And the day starts with needing to sort out mother again.
She had a fall at the weekend – 6 days ago:
Mother picked up her lunch tray from the floor where she put it – yes she shouldn’t be doing this but I can’t stop her. Her leg went into spasm – as it does and she collapsed onto her knee and the knee went into her chest as she fell. Her ribs are bruised or cracked. Originally painful but manageable, the pain increased during the week needing the GP 48 hours ago to review as this reduced the emotional coping with the pain as well as the physical moving. She has taken to her bed as she does when not well and has stopped eating as too nauseous with the pain and almost stopped drinking so she doesn’t have to get up and go to toilet causing pain.
So I am visiting daily again as well as her carers three times a day.
She needs dentist changing (she won’t be out of pain with ribs bruised or cracked by next week) and paracetamol ordering – she needs big box as takes regularly for pain when has a problem – when CCG/Government announce that paracetamol cheap so GP s are not prescribing it, this ignores the needs of these chronic patients. I couldn’t keep up with buying it as you can only purchase a limited amount because of the overdose concerns. The previous supplies are running out. But because she doesn’t take them when she is well it isn’t on regular prescription.
So I go to phone her surgery to see how best to proceed. I am her registered carer and they have seen the power of attorney documents. The practice is closed for training. But I can do it on the automated phone system if I create a pin number.
I think I will try it on the automated system so at least I can leave a message which may well produce the results I need. I am aware it takes 48 hours to get a prescription: tomorrow is Friday and so it will be Tuesday before the 48 hours are up.
So I browse my files on mother’s health, find the online access piece of paper I was supposed to have destroyed for safety. Go to log in – I cant as it wont take the printed password and the one I thought it would have been changed to, it isn’t. I try to reset the password but the information I input when requested comes up as “doesn’t match”. I am not sure if I set my email up or not – she hasn’t got it and couldn’t do it, is it this that is wrong?
So I go back to try to do it by phone. I phone again listen to the messages again, and then can press the number for prescriptions.
I go to set up a PIN number and finally get to where I can do it. It asks for DOB – I can do that and duly enter my mother’s in the format requested. It then asks for “phone number”. Is that mine as carer? Mobile? Home? Or her home number? It becomes too much for me and so I will have to wait till tomorrow and phone the practice and start again. Luckily I am at home, though this again puts off what I need to do or runs the danger of being forgotten if there is a home crisis like water leaking as there was yesterday.
I am worried that despite everything I won’t achieve what I need over the phone or website because i am the carer not the patient and will need to set the computer access up all over again before i can order anything.
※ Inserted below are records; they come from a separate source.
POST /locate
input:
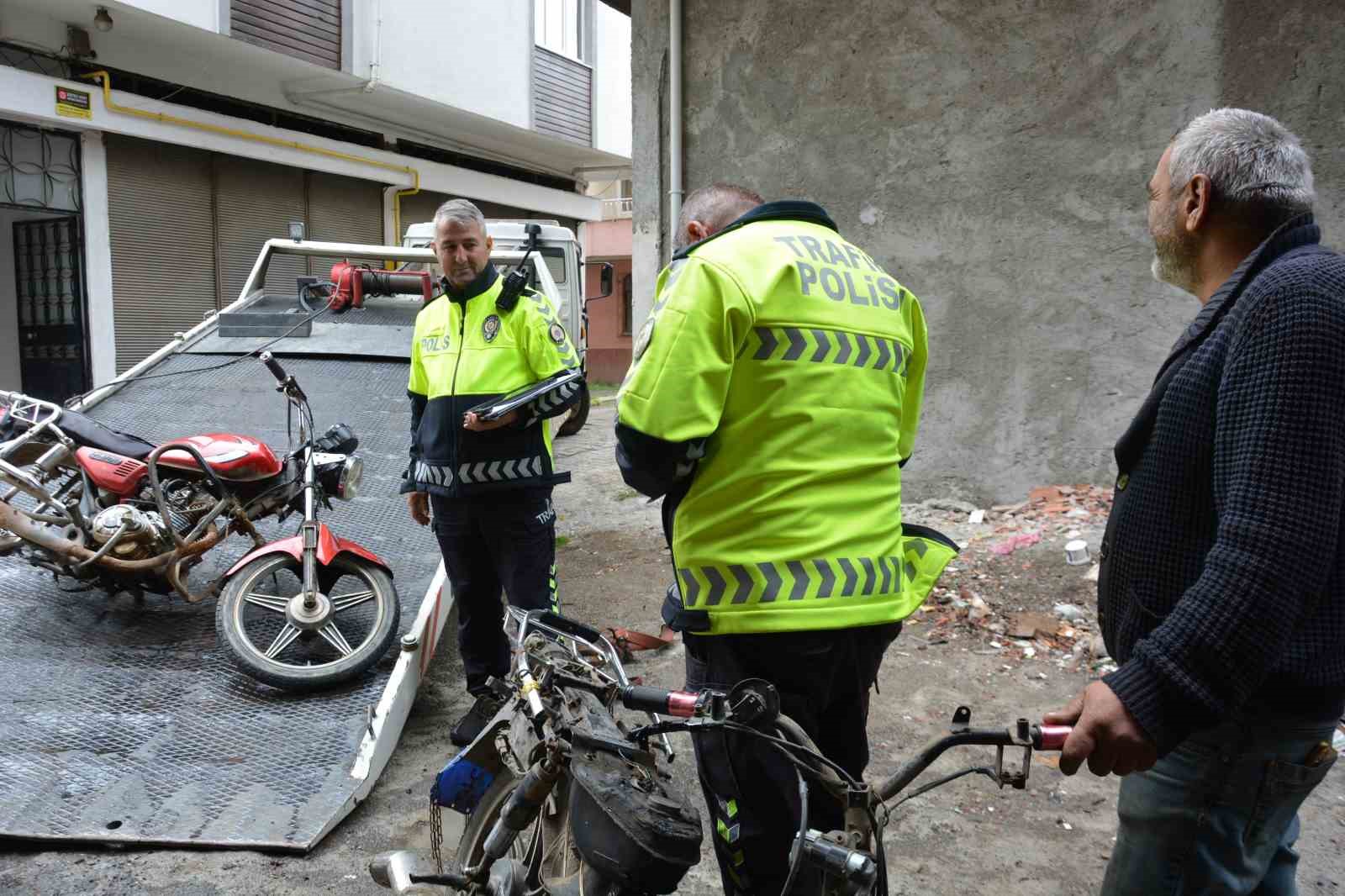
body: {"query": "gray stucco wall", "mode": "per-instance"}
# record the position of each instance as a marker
(993, 156)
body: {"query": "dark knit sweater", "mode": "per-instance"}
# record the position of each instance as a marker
(1223, 568)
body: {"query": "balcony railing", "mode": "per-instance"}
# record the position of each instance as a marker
(615, 208)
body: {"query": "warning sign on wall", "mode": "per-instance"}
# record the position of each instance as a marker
(73, 104)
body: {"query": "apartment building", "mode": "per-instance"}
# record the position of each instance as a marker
(150, 147)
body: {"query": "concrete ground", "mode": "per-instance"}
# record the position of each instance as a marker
(1052, 838)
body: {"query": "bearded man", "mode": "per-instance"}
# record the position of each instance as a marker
(1223, 568)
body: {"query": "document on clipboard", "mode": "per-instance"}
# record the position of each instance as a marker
(497, 408)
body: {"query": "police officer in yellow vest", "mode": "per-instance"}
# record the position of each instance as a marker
(488, 483)
(773, 398)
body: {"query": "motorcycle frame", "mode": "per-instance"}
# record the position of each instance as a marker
(44, 420)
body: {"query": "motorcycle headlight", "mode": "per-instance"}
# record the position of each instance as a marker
(351, 478)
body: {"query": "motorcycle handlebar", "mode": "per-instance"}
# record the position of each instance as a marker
(1046, 737)
(273, 366)
(656, 700)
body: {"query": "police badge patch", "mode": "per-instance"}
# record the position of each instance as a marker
(491, 329)
(642, 342)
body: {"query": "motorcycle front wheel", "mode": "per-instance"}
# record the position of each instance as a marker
(279, 642)
(551, 833)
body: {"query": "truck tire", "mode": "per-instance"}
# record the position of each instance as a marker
(555, 821)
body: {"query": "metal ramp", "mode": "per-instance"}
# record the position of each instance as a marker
(128, 723)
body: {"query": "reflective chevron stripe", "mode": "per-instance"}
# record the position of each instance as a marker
(499, 470)
(432, 475)
(766, 582)
(831, 346)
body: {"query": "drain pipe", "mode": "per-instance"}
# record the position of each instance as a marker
(674, 118)
(376, 65)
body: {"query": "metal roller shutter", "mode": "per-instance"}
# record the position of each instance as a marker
(161, 235)
(255, 202)
(342, 210)
(423, 205)
(307, 30)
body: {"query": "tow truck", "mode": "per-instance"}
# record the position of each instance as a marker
(123, 720)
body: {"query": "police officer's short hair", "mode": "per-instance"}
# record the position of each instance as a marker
(715, 206)
(459, 212)
(1257, 167)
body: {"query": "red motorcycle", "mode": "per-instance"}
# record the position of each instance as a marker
(121, 514)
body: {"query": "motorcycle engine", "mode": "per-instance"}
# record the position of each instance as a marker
(145, 533)
(187, 503)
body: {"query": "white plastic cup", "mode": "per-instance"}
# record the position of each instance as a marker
(1076, 553)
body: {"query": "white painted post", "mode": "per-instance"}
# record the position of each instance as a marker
(98, 257)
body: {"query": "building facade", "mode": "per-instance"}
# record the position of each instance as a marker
(150, 147)
(611, 318)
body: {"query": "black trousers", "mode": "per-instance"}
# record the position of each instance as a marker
(751, 790)
(494, 544)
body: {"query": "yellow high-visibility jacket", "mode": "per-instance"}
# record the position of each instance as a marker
(777, 389)
(467, 351)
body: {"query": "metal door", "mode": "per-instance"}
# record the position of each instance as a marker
(51, 313)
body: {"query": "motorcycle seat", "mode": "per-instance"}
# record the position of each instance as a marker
(89, 432)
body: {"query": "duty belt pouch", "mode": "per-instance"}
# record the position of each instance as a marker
(678, 618)
(631, 828)
(926, 553)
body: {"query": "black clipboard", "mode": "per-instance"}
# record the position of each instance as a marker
(498, 408)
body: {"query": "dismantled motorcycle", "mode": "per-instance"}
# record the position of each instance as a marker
(121, 514)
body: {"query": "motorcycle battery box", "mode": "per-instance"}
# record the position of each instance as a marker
(631, 828)
(462, 784)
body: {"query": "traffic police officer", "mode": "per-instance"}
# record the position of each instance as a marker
(773, 396)
(488, 483)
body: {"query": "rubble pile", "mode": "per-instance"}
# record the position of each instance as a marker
(1010, 591)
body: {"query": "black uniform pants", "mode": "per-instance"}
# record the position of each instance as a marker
(751, 790)
(491, 544)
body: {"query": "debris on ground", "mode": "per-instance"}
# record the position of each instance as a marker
(1008, 593)
(1015, 542)
(1069, 613)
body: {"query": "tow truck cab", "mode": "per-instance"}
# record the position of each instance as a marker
(558, 250)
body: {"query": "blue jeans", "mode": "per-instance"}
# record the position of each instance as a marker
(1219, 814)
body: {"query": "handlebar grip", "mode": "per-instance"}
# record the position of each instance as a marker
(273, 366)
(1053, 736)
(651, 700)
(656, 700)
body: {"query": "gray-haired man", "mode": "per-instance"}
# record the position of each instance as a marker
(1223, 567)
(488, 483)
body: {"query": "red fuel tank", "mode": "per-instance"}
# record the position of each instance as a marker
(230, 456)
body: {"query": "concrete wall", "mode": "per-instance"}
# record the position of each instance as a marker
(609, 343)
(993, 156)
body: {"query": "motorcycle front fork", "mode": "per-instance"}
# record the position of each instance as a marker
(309, 532)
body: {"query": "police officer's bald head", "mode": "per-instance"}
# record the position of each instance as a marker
(712, 208)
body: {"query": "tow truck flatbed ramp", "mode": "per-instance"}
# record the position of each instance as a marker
(128, 723)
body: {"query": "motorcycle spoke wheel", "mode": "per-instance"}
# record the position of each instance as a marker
(549, 835)
(287, 635)
(269, 602)
(354, 627)
(346, 602)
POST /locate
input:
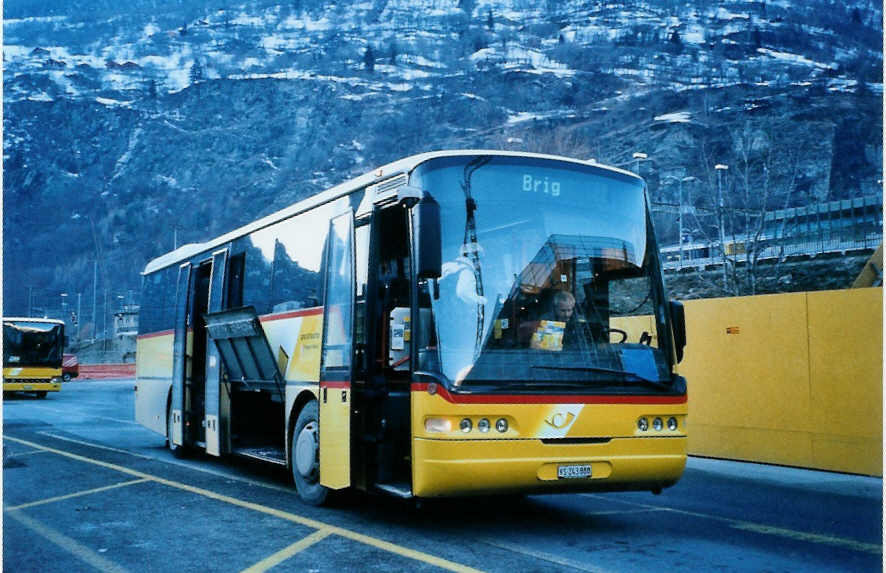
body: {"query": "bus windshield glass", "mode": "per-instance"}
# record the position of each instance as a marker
(28, 343)
(543, 264)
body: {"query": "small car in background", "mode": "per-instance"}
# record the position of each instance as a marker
(70, 367)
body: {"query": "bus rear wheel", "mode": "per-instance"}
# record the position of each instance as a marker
(305, 455)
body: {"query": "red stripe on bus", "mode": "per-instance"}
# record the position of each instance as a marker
(547, 398)
(291, 314)
(153, 334)
(341, 385)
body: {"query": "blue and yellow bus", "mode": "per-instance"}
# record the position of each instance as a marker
(453, 323)
(32, 355)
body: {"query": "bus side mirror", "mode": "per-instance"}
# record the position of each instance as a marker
(428, 243)
(678, 322)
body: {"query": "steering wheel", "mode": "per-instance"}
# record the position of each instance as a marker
(609, 331)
This will mean I will have to drive across town to the surgery to do the order and get the piece of paper with a new password on to be able to reset it all. Good for safety but not for me as another morning will disappear generating the feeling of running round in circles just to achieve the minimum. Three steps forward and two steps backwards.
I would like to see this all set up for me to do as her carer rather than this half and half system where sometimes it is her data that is needed and sometimes the remember to use mine e.g. for phone calls. All this is deeply trying, wastes my time and makes being the carer even harder than it is. And I have some understanding of the system.
It really isn’t easy as a carer. I now take my hat off to them/us.
Luckily the dentist appointment change is easy and sorted by the lovely receptionist who remembers me booking the appointment as we talked about her special mobility needs. Phew.